By sin on May 21, 2009
A presence index is used when the search filter uses an asterisk to ascertain that there is a value at the back-end for that attribute. For example, to search an existing entry cn=user,dc=example,dc=com if I use a filter "cn=\*", a presence index will be used behind-the-scene. Note that if you change the filter with a prefix or suffix (i.e. "cn=u\*", "cn=\*r" and "cn="u\*r" etc) , it will rather use the substring index.
While creating our entry, server will create a presence index key-value pair for all the attributes which have a presence index configured. Interestingly a presence index has "+" as the key and the list of EntryIDs as the value. It means that each attribute will have only one record with a list of EntryIDs corresponding to "+" key.

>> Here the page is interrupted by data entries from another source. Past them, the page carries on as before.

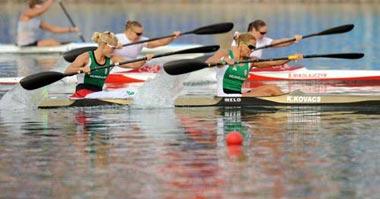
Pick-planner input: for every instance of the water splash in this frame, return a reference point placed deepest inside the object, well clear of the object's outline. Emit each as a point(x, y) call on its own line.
point(18, 98)
point(159, 92)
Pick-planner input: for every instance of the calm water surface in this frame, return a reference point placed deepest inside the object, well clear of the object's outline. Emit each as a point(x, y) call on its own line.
point(181, 153)
point(120, 152)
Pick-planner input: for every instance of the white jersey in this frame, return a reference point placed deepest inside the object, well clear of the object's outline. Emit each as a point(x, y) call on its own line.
point(259, 43)
point(129, 52)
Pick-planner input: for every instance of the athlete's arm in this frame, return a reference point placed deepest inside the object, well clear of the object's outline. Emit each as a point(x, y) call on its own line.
point(79, 64)
point(275, 42)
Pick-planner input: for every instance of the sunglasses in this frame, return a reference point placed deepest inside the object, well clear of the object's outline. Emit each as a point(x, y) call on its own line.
point(250, 46)
point(138, 33)
point(262, 33)
point(113, 47)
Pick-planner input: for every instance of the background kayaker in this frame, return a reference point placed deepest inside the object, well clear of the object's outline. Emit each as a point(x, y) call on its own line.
point(89, 82)
point(30, 26)
point(230, 77)
point(133, 32)
point(259, 30)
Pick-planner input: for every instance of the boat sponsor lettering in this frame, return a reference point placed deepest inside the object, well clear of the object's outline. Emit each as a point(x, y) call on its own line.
point(307, 75)
point(303, 99)
point(232, 99)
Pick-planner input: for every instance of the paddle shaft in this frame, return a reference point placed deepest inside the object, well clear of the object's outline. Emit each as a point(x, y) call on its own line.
point(203, 49)
point(71, 20)
point(337, 56)
point(155, 39)
point(210, 29)
point(335, 30)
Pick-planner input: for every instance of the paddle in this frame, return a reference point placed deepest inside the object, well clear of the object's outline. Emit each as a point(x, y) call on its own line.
point(189, 65)
point(42, 79)
point(71, 20)
point(335, 30)
point(211, 29)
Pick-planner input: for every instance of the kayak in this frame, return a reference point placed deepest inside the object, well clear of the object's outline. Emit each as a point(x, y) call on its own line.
point(293, 99)
point(294, 73)
point(13, 49)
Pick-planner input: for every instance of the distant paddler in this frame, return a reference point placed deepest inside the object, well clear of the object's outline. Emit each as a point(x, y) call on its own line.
point(30, 26)
point(90, 79)
point(259, 30)
point(231, 76)
point(133, 32)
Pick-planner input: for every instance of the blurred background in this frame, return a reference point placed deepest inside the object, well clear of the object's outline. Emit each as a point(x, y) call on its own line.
point(284, 19)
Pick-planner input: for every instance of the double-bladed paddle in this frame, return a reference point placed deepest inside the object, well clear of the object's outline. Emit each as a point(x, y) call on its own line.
point(335, 30)
point(179, 67)
point(42, 79)
point(70, 19)
point(211, 29)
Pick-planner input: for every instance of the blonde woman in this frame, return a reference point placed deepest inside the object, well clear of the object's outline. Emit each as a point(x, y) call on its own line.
point(89, 82)
point(133, 32)
point(230, 77)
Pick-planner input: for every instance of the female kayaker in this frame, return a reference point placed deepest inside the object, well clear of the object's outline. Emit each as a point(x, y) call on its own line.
point(89, 82)
point(30, 27)
point(231, 76)
point(259, 30)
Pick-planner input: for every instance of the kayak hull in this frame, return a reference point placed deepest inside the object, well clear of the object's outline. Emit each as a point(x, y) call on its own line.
point(294, 99)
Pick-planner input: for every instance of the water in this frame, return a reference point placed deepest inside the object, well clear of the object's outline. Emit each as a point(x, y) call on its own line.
point(121, 152)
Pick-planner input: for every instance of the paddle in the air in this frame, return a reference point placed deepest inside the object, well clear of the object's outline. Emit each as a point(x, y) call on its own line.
point(331, 31)
point(42, 79)
point(179, 67)
point(71, 20)
point(206, 30)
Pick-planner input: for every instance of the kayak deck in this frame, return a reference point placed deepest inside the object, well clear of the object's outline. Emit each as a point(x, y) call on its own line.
point(292, 99)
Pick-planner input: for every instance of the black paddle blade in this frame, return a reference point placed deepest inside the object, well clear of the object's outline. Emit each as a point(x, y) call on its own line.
point(39, 80)
point(337, 30)
point(183, 66)
point(338, 56)
point(214, 29)
point(71, 55)
point(202, 49)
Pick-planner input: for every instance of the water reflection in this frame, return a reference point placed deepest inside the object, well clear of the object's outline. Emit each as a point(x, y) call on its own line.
point(181, 153)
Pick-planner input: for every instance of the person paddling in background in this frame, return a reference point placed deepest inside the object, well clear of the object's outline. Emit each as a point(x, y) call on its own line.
point(259, 30)
point(133, 33)
point(230, 77)
point(30, 27)
point(90, 82)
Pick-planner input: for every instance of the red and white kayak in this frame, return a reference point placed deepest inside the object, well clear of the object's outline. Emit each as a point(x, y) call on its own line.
point(290, 73)
point(294, 73)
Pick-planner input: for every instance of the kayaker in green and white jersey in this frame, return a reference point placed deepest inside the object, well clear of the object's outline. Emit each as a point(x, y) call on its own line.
point(90, 82)
point(259, 29)
point(230, 77)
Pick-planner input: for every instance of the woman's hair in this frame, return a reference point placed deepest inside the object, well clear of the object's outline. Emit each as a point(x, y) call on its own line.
point(32, 3)
point(245, 38)
point(105, 38)
point(130, 24)
point(256, 24)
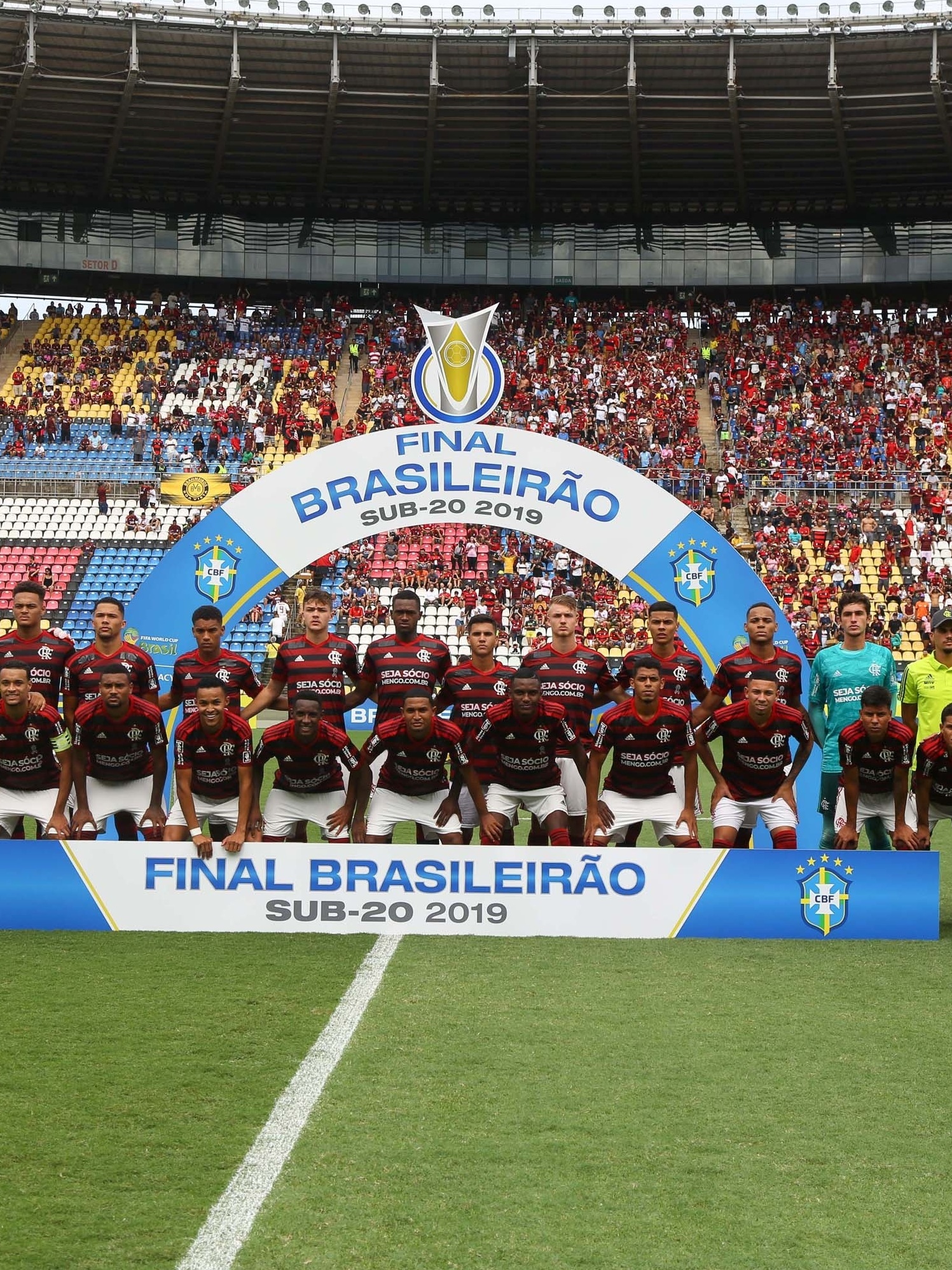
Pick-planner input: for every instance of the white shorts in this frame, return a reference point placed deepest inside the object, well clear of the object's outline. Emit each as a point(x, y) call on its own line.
point(389, 809)
point(937, 812)
point(37, 803)
point(107, 798)
point(777, 814)
point(574, 786)
point(870, 807)
point(469, 817)
point(540, 803)
point(219, 811)
point(285, 808)
point(663, 812)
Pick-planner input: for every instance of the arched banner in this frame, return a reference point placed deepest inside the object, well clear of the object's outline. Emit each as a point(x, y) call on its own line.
point(503, 477)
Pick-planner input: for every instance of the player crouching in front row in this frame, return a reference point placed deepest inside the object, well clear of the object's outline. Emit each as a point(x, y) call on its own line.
point(875, 753)
point(649, 737)
point(120, 760)
point(212, 774)
point(753, 780)
point(36, 758)
point(413, 781)
point(308, 785)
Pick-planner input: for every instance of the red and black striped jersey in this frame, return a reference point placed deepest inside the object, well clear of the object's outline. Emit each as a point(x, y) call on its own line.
point(321, 668)
point(572, 680)
point(682, 676)
point(83, 671)
point(526, 750)
point(734, 671)
point(46, 655)
point(876, 761)
point(308, 769)
point(415, 766)
point(645, 750)
point(935, 762)
point(392, 666)
point(231, 669)
point(214, 757)
point(755, 755)
point(28, 750)
point(471, 692)
point(120, 750)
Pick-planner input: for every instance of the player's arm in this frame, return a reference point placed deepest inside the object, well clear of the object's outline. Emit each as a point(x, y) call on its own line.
point(57, 823)
point(906, 836)
point(183, 789)
point(922, 784)
point(714, 700)
point(702, 738)
point(237, 840)
point(272, 695)
point(83, 817)
point(597, 814)
point(70, 700)
point(688, 817)
point(909, 700)
point(155, 812)
point(805, 743)
point(847, 839)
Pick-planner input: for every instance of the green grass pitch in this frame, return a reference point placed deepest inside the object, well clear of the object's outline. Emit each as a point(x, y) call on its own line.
point(514, 1104)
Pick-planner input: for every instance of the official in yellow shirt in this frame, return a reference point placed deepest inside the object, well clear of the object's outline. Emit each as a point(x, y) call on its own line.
point(927, 683)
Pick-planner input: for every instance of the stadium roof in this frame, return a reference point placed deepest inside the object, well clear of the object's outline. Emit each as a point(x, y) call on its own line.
point(698, 118)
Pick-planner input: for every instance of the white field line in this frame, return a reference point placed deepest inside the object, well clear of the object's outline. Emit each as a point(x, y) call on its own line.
point(230, 1221)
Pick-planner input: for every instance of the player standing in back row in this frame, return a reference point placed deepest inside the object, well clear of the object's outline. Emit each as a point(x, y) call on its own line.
point(231, 669)
point(838, 677)
point(471, 687)
point(579, 680)
point(315, 662)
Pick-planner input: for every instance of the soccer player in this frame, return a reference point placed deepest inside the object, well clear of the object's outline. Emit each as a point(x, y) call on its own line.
point(682, 674)
point(317, 662)
point(212, 772)
point(209, 657)
point(934, 781)
point(875, 753)
point(579, 678)
point(395, 663)
point(734, 671)
point(839, 674)
point(471, 687)
point(45, 653)
point(83, 669)
point(927, 683)
point(36, 758)
point(527, 732)
point(752, 781)
point(413, 781)
point(647, 736)
point(308, 785)
point(120, 760)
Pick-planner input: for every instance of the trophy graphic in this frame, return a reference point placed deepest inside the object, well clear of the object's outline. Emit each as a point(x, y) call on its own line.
point(457, 377)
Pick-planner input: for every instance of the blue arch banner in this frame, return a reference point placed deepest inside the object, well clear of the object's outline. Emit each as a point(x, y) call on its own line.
point(502, 477)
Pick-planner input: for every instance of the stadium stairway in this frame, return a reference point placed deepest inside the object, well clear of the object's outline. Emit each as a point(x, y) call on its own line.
point(706, 424)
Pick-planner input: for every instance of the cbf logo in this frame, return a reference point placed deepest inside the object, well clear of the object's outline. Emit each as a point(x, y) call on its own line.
point(824, 898)
point(457, 377)
point(216, 571)
point(694, 575)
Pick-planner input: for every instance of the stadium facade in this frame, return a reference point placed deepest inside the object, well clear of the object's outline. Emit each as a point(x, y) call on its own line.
point(697, 148)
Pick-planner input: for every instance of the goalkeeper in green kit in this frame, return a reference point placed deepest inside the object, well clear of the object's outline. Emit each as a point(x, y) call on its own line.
point(838, 677)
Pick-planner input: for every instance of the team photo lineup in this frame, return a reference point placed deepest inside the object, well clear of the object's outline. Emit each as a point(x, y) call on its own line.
point(590, 755)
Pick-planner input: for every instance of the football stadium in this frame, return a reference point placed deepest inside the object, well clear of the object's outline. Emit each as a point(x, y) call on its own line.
point(480, 471)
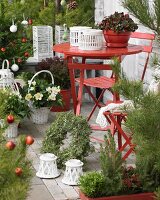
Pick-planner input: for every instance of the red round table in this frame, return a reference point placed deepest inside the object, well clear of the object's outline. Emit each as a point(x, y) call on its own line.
point(106, 53)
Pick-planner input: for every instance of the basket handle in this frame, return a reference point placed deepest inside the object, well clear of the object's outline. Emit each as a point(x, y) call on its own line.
point(14, 83)
point(46, 71)
point(5, 61)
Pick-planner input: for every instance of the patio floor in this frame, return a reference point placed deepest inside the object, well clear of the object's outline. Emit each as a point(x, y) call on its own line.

When you search for this entry using "cn=\*" filter, it figures out a presence index needs to be used and it fetches all values from the index database for "+" key ( since there is only 1 record). Once it retrieves set of EntryIDs from the database, the corresponding entry is grabbed from id2entry database and matched against filter prior to being returned to the client.
As you see above, maintaining a presence index is quite costly both in terms of writing and reading. A substring index may be a better choice depending on the keys.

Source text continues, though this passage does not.